Figure 5.

Salicylate suppresses glucagon-induced HGP through the PKA–Foxo1 signaling pathway in hepatocytes and has no improvement on metformin action on glucose homeostasis. (A) Primary hepatocytes isolated from control and FKO mice were pretreated with 0.5 mM of salicylate for 30 min and treated with 100 nM of glucagon for 3 h. Glucose content was measured, n = 3 independent experiments/group. (B) Control primary hepatocytes were pretreated with 0.5, 1, 2.5, and 5 mM of salicylate for 30 min, followed by 100 nM treatment for 1 h. PKA activity was measured, n = 3–4. (C) Control hepatocytes were pretreated with H89 and 0.5 mM of salicylate, followed by 100 nM glucagon treatment for 3 h.

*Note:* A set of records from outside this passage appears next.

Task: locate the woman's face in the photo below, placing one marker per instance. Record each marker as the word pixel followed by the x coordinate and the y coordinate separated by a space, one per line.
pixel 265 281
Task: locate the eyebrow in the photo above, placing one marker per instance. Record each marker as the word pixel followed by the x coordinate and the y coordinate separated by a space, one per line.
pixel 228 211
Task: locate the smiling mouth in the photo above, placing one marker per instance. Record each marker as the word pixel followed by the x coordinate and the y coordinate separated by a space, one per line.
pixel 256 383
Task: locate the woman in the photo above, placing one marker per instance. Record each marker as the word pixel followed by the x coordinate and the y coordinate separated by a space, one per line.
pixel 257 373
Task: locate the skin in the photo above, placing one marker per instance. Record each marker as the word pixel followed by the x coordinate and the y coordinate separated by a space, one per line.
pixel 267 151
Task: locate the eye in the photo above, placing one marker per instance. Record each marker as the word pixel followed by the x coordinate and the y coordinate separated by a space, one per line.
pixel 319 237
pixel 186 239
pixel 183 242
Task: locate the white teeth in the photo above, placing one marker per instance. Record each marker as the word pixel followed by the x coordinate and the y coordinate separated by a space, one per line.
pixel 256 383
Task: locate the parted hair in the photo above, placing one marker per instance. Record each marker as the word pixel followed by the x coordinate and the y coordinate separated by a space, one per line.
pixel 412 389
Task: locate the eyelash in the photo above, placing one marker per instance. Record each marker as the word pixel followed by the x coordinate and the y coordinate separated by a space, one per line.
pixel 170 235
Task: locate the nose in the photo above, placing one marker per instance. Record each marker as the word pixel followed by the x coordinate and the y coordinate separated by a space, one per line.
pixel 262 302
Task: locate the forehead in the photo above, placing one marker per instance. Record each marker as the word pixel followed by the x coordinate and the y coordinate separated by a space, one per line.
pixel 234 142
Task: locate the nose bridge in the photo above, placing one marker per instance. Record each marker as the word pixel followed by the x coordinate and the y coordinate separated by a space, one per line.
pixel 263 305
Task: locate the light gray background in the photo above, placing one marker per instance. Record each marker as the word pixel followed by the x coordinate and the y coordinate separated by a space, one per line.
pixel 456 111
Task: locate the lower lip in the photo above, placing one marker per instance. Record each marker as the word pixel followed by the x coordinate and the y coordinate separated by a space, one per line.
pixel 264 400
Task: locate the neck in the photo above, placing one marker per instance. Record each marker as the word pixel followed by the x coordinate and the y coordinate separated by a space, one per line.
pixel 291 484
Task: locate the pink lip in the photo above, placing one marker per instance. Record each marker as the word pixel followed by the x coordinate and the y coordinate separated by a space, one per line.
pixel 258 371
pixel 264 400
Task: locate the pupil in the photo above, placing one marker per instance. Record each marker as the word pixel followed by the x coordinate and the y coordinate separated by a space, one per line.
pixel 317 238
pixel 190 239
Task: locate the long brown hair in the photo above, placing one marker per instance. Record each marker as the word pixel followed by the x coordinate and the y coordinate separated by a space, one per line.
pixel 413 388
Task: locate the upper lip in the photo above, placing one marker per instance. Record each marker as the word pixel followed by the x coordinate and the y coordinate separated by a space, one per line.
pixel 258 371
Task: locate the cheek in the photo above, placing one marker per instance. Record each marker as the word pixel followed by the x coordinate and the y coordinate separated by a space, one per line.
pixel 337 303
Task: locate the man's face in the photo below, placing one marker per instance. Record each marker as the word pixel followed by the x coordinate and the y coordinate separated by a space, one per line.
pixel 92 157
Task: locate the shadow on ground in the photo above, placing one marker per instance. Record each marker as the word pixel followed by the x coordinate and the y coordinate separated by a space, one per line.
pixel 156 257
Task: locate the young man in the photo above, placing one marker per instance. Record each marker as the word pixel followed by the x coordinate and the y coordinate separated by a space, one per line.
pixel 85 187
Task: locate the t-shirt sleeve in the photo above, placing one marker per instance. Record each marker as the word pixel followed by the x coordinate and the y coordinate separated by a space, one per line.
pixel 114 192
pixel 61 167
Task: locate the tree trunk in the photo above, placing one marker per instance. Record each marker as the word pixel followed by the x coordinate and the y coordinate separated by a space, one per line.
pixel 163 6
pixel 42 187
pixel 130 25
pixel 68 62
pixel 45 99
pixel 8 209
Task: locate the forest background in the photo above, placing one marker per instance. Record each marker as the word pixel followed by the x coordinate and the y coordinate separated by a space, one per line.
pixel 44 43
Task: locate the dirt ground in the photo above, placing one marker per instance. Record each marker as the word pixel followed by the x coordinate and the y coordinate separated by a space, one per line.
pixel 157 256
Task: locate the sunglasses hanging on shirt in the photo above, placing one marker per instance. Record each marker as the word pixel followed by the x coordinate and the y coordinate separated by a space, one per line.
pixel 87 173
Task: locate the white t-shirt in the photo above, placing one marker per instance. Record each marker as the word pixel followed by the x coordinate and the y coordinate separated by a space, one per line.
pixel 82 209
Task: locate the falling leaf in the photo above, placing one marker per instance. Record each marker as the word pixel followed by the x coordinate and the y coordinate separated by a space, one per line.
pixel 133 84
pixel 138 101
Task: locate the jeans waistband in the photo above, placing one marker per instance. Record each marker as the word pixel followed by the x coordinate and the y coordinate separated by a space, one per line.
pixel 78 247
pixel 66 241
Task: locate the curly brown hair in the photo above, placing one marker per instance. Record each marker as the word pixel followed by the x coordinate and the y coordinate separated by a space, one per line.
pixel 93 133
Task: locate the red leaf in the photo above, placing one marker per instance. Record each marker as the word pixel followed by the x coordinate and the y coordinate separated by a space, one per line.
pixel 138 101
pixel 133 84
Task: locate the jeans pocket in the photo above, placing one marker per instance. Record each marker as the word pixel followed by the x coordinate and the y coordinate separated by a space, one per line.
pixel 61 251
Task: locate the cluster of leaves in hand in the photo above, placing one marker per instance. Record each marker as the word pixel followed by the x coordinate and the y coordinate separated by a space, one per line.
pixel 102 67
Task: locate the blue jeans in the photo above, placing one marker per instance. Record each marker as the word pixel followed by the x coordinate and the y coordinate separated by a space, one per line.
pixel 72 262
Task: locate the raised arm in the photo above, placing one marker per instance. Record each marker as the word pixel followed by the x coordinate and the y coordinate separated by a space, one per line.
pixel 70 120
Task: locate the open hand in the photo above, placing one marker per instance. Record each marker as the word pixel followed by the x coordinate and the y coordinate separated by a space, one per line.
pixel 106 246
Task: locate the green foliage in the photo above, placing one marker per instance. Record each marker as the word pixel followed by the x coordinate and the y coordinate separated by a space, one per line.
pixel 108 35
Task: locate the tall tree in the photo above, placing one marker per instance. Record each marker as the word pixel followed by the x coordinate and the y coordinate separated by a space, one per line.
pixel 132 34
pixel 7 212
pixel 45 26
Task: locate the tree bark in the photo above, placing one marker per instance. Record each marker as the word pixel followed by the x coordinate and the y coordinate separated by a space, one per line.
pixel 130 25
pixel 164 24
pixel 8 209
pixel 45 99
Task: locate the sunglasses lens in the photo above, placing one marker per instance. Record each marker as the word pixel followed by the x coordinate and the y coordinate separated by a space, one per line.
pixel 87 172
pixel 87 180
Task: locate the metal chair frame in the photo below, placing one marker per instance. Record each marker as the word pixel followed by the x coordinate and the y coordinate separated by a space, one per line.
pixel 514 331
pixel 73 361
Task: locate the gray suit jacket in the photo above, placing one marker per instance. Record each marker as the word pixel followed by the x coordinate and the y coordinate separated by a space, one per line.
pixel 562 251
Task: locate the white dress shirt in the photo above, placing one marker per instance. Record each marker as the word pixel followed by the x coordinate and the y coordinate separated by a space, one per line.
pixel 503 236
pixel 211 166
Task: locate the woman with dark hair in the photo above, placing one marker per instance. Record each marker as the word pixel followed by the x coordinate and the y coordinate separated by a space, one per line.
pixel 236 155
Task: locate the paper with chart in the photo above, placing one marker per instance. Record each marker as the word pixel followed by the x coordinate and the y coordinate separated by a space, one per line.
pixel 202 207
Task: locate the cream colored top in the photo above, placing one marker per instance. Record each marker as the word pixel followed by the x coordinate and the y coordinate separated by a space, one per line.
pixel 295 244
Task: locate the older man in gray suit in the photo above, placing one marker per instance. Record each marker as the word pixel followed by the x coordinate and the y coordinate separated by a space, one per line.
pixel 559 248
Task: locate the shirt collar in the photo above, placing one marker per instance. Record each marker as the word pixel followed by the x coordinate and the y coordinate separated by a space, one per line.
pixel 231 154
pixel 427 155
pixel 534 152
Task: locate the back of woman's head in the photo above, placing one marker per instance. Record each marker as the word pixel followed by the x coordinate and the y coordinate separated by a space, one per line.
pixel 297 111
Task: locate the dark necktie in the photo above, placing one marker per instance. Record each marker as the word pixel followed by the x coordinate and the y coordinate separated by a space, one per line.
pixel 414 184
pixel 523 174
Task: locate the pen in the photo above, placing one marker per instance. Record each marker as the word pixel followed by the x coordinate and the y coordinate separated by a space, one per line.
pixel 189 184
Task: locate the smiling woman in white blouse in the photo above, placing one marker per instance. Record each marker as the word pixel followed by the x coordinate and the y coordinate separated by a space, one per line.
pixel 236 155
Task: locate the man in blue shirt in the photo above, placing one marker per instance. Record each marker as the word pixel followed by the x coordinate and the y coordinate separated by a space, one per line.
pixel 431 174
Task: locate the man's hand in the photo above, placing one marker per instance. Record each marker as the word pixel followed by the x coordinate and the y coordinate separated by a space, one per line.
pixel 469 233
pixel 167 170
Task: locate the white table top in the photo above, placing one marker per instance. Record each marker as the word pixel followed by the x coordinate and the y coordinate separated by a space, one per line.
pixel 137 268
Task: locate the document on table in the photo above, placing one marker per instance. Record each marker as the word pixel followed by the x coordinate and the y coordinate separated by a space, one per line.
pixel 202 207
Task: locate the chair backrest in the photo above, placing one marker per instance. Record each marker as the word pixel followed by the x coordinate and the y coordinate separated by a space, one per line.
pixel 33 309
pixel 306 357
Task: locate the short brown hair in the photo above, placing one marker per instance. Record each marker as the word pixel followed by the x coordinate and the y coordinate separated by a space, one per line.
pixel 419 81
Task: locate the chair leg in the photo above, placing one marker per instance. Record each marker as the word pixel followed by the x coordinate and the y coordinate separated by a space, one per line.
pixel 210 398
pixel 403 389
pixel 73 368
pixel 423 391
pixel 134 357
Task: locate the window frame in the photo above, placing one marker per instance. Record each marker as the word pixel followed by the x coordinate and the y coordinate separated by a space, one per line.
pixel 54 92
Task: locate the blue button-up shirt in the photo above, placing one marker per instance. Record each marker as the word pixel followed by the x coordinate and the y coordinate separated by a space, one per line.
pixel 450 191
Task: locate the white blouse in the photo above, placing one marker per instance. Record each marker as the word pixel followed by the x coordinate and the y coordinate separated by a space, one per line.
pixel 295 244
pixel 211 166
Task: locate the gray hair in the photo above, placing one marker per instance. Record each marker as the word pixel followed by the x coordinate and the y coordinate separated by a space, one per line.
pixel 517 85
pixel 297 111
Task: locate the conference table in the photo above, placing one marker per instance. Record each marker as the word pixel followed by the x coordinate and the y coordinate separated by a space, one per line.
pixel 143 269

Glucose content was measured, n = 3 independent experiments/group. (D,E) Control (D) and FKO (E) mice were i.p. injected with 200 mg/kg body weight salicylate (Sal) after 16 h fasting. Blood glucose was monitored at indicated time points, n = 5–9 mice/group. (F) Control mice were i.p. injected with 150 mg/kg body weight metformin (Met) or 150 mg/kg body weight metformin (Met) + 200 mg/kg body weight salicylate (Sal) after 16 h fasting. Blood glucose was measured at indicated time points, n = 5–6 mice/group. (G,H) Control (G) and FKO (H) mice were administered with 50 mg/kg body weight metformin (Met), 125 mg/kg body weight salicylate (Sal), or 50 mg/kg body weight Met + 125 mg/kg body weight Sal via oral injection. Blood glucose was monitored after 16 h fasting, n = 5–8 mice/group. (I,J) Pyruvate tolerance test in control (I) and FKO (J) mice administered with 50 mg/kg body weight metformin (Met), 125 mg/kg body weight salicylate (Sal), or 50 mg/kg body weight Met + 125 mg/kg body weight Sal via oral injection, n = 5–8 mice/group. All data are presented as mean ± SEM. * p < 0.05, ** p < 0.01, **** p <0.0001, NS: no significance, CNTR: control.